Sejak bergulirnya berita Prabowo masuk kabinet, saya perkirakan peta politik pikiran rakyat yang sudah melek ini, akan berubah. Tetap dalam dua kubu. Kubu cebong kampreters. Dan kubu anti cebong kampreters.
Kubu pertama tetap menyokong pemerintah. Bertaburkan militansi pengkultusan figur. Kubu kedua, kubu anti, berkumpul kaum peduli bangsa sebagai pengawas gerak gerik sang nahkoda. Partai Nasdem sudah memberi sinyal akan memilih kubu yang mana. Kelompok radikal pun jelas akan berkumpul di mana.
Terlepas dari uraian di atas, saya lebih tertarik dengan Jokowi. Manusia satu ini benar-benar luar biasa. Banyak yang percaya ini sudah takdirnya memimpin negeri ini. Berangkat dari seorang perajin mebel. Hingga memegang tampuk pimpinan tertinggi, sekian banyak cobaan, badai, serangan, cacian, tetapi Jokowi tetap tenang menghadapi.

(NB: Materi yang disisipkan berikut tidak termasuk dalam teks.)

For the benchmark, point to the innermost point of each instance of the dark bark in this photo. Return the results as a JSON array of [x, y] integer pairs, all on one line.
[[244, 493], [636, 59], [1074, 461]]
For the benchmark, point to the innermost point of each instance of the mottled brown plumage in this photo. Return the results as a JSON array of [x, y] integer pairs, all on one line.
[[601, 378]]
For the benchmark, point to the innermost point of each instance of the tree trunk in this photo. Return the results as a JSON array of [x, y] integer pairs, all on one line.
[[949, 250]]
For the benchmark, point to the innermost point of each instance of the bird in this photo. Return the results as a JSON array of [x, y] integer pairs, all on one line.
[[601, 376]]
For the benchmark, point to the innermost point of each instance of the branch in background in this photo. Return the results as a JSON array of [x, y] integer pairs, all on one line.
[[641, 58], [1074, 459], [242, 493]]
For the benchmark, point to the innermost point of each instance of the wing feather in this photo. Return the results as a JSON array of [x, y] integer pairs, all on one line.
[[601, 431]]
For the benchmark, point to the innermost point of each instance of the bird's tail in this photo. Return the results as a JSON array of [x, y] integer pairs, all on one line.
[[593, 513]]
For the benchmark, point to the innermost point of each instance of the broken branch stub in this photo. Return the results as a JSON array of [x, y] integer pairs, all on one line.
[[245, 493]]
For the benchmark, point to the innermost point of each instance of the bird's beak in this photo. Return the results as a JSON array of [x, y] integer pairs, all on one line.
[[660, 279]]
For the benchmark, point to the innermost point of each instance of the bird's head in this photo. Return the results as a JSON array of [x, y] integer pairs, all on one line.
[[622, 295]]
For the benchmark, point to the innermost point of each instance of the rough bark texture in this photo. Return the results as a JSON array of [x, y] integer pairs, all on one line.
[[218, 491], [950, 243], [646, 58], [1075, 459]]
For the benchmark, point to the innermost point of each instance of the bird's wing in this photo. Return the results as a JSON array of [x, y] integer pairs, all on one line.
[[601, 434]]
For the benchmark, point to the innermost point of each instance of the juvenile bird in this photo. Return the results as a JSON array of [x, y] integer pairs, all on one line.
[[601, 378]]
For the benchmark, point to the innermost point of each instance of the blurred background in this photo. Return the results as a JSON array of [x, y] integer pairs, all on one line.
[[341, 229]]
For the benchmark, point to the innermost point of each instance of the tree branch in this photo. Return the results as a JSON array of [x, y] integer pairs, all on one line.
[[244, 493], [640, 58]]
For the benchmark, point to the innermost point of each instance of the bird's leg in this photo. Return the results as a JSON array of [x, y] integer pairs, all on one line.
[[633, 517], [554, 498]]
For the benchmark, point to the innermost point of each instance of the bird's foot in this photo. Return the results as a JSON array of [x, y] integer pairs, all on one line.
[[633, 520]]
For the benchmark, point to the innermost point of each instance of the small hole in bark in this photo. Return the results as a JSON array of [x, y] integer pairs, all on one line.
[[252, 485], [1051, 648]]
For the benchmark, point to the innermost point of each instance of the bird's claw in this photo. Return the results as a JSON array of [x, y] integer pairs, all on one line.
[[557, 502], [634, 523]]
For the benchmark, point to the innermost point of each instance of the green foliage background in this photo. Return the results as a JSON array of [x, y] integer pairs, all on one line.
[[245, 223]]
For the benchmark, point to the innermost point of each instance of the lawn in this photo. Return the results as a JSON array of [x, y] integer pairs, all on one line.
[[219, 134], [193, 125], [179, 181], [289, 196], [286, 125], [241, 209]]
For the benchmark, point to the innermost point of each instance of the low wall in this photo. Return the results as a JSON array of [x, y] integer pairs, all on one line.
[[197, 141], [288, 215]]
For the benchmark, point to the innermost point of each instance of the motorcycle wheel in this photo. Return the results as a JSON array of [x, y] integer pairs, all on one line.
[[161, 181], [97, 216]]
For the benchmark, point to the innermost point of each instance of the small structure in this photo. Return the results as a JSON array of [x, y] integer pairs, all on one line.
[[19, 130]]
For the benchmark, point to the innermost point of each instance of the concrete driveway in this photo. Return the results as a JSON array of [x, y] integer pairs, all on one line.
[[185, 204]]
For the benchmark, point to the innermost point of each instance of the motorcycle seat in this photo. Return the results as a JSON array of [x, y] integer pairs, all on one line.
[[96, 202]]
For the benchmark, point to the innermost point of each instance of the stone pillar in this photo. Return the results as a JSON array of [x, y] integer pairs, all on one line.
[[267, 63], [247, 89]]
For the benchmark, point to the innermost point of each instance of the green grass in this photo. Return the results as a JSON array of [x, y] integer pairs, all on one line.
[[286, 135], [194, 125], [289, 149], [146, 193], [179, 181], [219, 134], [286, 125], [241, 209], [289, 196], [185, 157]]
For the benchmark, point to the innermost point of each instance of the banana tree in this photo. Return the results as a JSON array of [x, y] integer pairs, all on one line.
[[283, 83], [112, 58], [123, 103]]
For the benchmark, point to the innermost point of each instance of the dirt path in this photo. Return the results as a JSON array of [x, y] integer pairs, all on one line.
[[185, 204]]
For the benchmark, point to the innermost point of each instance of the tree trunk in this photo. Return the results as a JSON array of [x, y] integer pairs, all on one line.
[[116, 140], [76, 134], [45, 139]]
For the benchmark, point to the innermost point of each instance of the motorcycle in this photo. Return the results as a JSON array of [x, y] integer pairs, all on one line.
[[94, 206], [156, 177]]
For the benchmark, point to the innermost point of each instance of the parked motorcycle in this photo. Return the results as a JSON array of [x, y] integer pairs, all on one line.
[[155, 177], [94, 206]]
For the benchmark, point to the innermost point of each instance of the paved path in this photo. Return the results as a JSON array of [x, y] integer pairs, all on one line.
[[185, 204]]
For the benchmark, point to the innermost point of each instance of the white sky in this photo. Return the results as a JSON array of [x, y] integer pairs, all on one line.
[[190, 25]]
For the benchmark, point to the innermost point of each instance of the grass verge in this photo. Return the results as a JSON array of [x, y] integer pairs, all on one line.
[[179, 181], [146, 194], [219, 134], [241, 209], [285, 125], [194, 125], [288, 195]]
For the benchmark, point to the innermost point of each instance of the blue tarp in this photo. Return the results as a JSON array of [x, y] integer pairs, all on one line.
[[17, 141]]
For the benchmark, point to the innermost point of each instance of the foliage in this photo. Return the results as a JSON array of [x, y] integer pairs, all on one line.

Berbekal petuah hidup kuno tanah jawi, 'Sura Dira Jayaningrat, Lebur Dening Pangastuti,' Segala sifat keangkara-murkaan luruh dengan kesabaran dan kelembutan. Segala halangan itu kalem kalem saja melintas. Tanpa berani mendongak sedikitpun. Bahkan ada yang tak sudi melintas, justeru malah tersandera nun jauh di balik negeri.
Jokowi sebenarnya sudah menjadi sang mahadiraja. Dia sudah menjadi Garry Kasparov. Sudah menjadi Bobby Fischer. Sudah tidak perlu lagi diajari melangkahkan bidak.
Banyak yang tertipu dengan penampilannya. Dia dianggap boneka. Petugas partai. Jongos. Dan banyak kata rendah lainnya.
Tetapi saya punya keyakinan lain. Bukan karena sama-sama penyuka musik metal. Saya menaruh harapan besar ketika dia dengan ringan menutup Petral. Hal yang gagal dilakukan Dahlan Iskan oleh karena digelengi SBY. Sejak saat itu hati saya berseru, "Ini dia Metal Militia itu!" Seruan yang terus menggema seiring dengan keberhasilan-keberhasilan yang terus dia capai.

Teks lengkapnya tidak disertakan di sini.